Well, I think it’s better than a hacky compat package that breaks common expectations about how Python packages are supposed to work and diverges from upstream.

Sure, Python is a dynamic language, but packages should run unit tests or at least an import smoke check that will catch basic issues. In the Python SIG, we do test rebuilds in Copr all the time when updating libraries and often catch issues in advanced.

IMHO, the Change owners should preform a basic impact check/rebuild in Copr and be available to help out package maintainers if possible. Pushing a major update without making any attempt to check other packages is not a good idea in my book.
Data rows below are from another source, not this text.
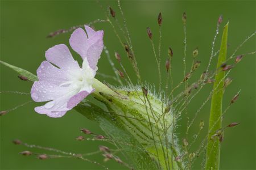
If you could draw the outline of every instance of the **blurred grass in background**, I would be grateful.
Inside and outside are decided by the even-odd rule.
[[[100,1],[106,11],[108,5],[116,11],[120,23],[122,19],[115,1]],[[157,16],[163,15],[162,25],[162,77],[166,77],[164,62],[167,57],[167,48],[171,46],[174,53],[173,76],[176,84],[183,79],[183,29],[181,15],[187,14],[187,64],[190,67],[192,53],[199,47],[197,60],[202,61],[194,80],[198,79],[204,71],[210,54],[210,48],[215,33],[216,23],[220,14],[224,22],[216,44],[216,51],[220,45],[222,29],[229,22],[228,48],[230,56],[236,47],[255,30],[255,1],[124,1],[121,2],[127,27],[130,31],[134,50],[138,60],[142,79],[158,87],[158,75],[152,48],[146,33],[147,27],[153,33],[155,44],[158,44]],[[58,44],[69,45],[71,33],[60,35],[53,39],[46,36],[51,32],[62,28],[90,22],[96,19],[105,19],[104,11],[94,1],[1,1],[1,60],[35,73],[40,62],[45,60],[44,52],[49,48]],[[123,25],[122,24],[122,25]],[[108,23],[94,25],[97,29],[104,30],[104,44],[114,60],[114,51],[121,55],[123,63],[136,82],[135,73],[131,69],[125,53]],[[124,41],[124,40],[123,40]],[[238,51],[238,54],[255,50],[255,39],[253,38]],[[156,46],[156,48],[157,48]],[[70,49],[71,49],[70,48]],[[74,57],[81,61],[72,51]],[[211,69],[215,68],[214,58]],[[233,61],[232,61],[233,62]],[[115,62],[117,67],[119,66]],[[98,65],[98,71],[114,75],[104,53]],[[9,69],[1,66],[1,90],[29,92],[32,83],[22,82],[17,74]],[[222,142],[220,168],[222,169],[255,169],[255,55],[248,56],[234,68],[230,76],[234,80],[225,91],[224,108],[233,96],[241,89],[241,94],[236,104],[225,115],[223,124],[240,122],[234,128],[226,129]],[[111,79],[98,78],[117,85]],[[212,85],[208,85],[192,101],[189,107],[188,114],[193,117],[196,109],[207,97]],[[181,89],[179,90],[180,92]],[[1,94],[0,110],[14,108],[26,101],[30,96],[12,94]],[[15,146],[11,143],[18,138],[29,143],[36,144],[60,149],[68,152],[86,153],[97,151],[98,146],[104,142],[76,141],[81,135],[80,128],[88,128],[97,134],[103,134],[97,125],[86,120],[75,111],[69,112],[60,118],[52,118],[40,115],[34,111],[39,103],[31,103],[0,118],[1,159],[2,169],[100,169],[93,164],[75,159],[49,159],[44,161],[34,156],[24,157],[19,152],[29,148]],[[196,118],[189,138],[196,134],[199,122],[203,120],[205,128],[203,134],[199,137],[201,141],[206,135],[209,112],[209,103],[202,109]],[[180,126],[177,132],[180,139],[184,137],[187,119],[179,121]],[[200,142],[196,142],[195,149]],[[33,151],[37,151],[33,150]],[[44,152],[44,151],[41,151]],[[102,163],[101,155],[89,157]],[[201,168],[203,155],[196,162],[194,169]],[[106,165],[111,169],[122,169],[123,167],[113,161]]]

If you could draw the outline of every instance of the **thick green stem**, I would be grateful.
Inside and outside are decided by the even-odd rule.
[[[221,128],[222,104],[225,71],[222,71],[220,69],[221,65],[226,60],[228,29],[228,23],[224,27],[217,65],[218,73],[215,76],[215,82],[213,86],[210,118],[209,120],[205,169],[218,169],[220,167],[220,142],[218,139],[213,138],[213,137],[217,137],[218,135],[216,134],[217,131]]]

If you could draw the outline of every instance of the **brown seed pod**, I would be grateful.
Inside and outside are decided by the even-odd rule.
[[[115,52],[115,58],[118,61],[118,62],[121,62],[121,56],[117,52]]]
[[[183,22],[183,24],[185,25],[187,22],[187,14],[185,12],[184,12],[182,15],[182,21]]]
[[[171,47],[169,47],[169,48],[168,49],[168,54],[170,57],[172,57],[172,56],[174,56],[174,52],[172,52],[172,49]]]
[[[166,62],[166,71],[167,71],[167,72],[169,71],[170,66],[170,59],[168,58]]]
[[[32,155],[32,152],[28,151],[24,151],[19,153],[24,156],[28,156]]]
[[[92,132],[89,130],[85,129],[85,128],[82,128],[82,129],[81,129],[80,130],[81,130],[81,131],[82,131],[82,133],[84,133],[84,134],[92,134]]]
[[[117,69],[117,72],[118,72],[119,76],[120,76],[121,78],[124,78],[125,75],[123,74],[123,73],[120,70]]]
[[[143,94],[144,94],[146,96],[147,96],[147,93],[148,93],[147,90],[146,90],[146,89],[144,87],[142,87],[142,92],[143,92]]]
[[[24,76],[23,75],[20,75],[18,76],[20,80],[23,80],[23,81],[27,81],[28,80],[28,79],[27,78],[27,77]]]
[[[162,25],[162,20],[163,20],[163,18],[162,17],[162,14],[161,12],[159,13],[158,17],[158,22],[159,26],[161,26]]]
[[[113,18],[115,18],[115,12],[112,9],[111,7],[109,7],[109,11],[110,12],[110,15]]]
[[[232,100],[231,100],[231,102],[230,104],[233,104],[234,103],[236,102],[236,101],[237,101],[237,100],[238,99],[239,95],[240,94],[238,93],[237,94],[236,94],[234,97],[233,97]]]
[[[151,32],[151,29],[150,29],[150,27],[147,27],[147,35],[148,36],[148,37],[150,39],[150,40],[152,40],[152,32]]]
[[[231,123],[231,124],[230,124],[229,125],[228,125],[228,126],[227,126],[227,127],[234,127],[234,126],[237,126],[237,125],[238,125],[240,124],[239,123],[237,123],[237,122],[233,122],[233,123]]]
[[[42,160],[44,160],[44,159],[48,158],[48,157],[46,154],[42,154],[42,155],[38,155],[38,158],[42,159]]]
[[[240,62],[242,60],[242,58],[243,57],[243,55],[240,55],[236,57],[236,63]]]

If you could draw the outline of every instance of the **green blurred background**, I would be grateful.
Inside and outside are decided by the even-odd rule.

Why not rename it to sqlalchem14? Then all old packages can replace the
import sqlalchemy
with
import sqlalchemy14 as sqlalchemy

Imports should be fixable with sed:

sed -e ‘s/import sqlalchemy([^ ]) as /import TMPSA14\1 as /’ -e
's/import sqlalchemy([^ ])/import TMPSA14\1 as TMPSA\1/’ -e ‘s/from
sqlalchemy([^ ]* import )/from sqlalchemy14\1/’ -e ‘s/TMPSA/sqlalchemy/g’

That would avoid the issue of having to deal with issues where one
package depends on the new and one on the old version.

Renaming the package would work for apps, but not for libraries like flask-sqlalchemy which can cope with both and may be depended upon by apps that can cope only with either one or the other – these have to be able to import sqlalchemy and get the version that their consumer uses.

Moving the package out of site-packages would mean anything that uses it needs to be patched both on code level and or metadata level (dependencies). I would very much prefer a conflicting regular compact package (like we have for cython or mistune).

Thanks, I didn’t know that tool, very helpful!

Originally (when I filed the Change proposal), I was thinking about something along the line of pkg_resources.require("...") before import, but AIUI this has been deprecated and I have no idea if it works properly today – and it would suffer from the same issues re: metadata and conflicting requirements between different components (if they didn’t both use pkg_resources.require("...") which only would make the whole affair fail early but would likely be yet another downstream mainstream burden).

You’ve convinced me, thanks! I’ll update the Change Proposal to take the comments into account, but will probably only finish after I’ve returned from vacation.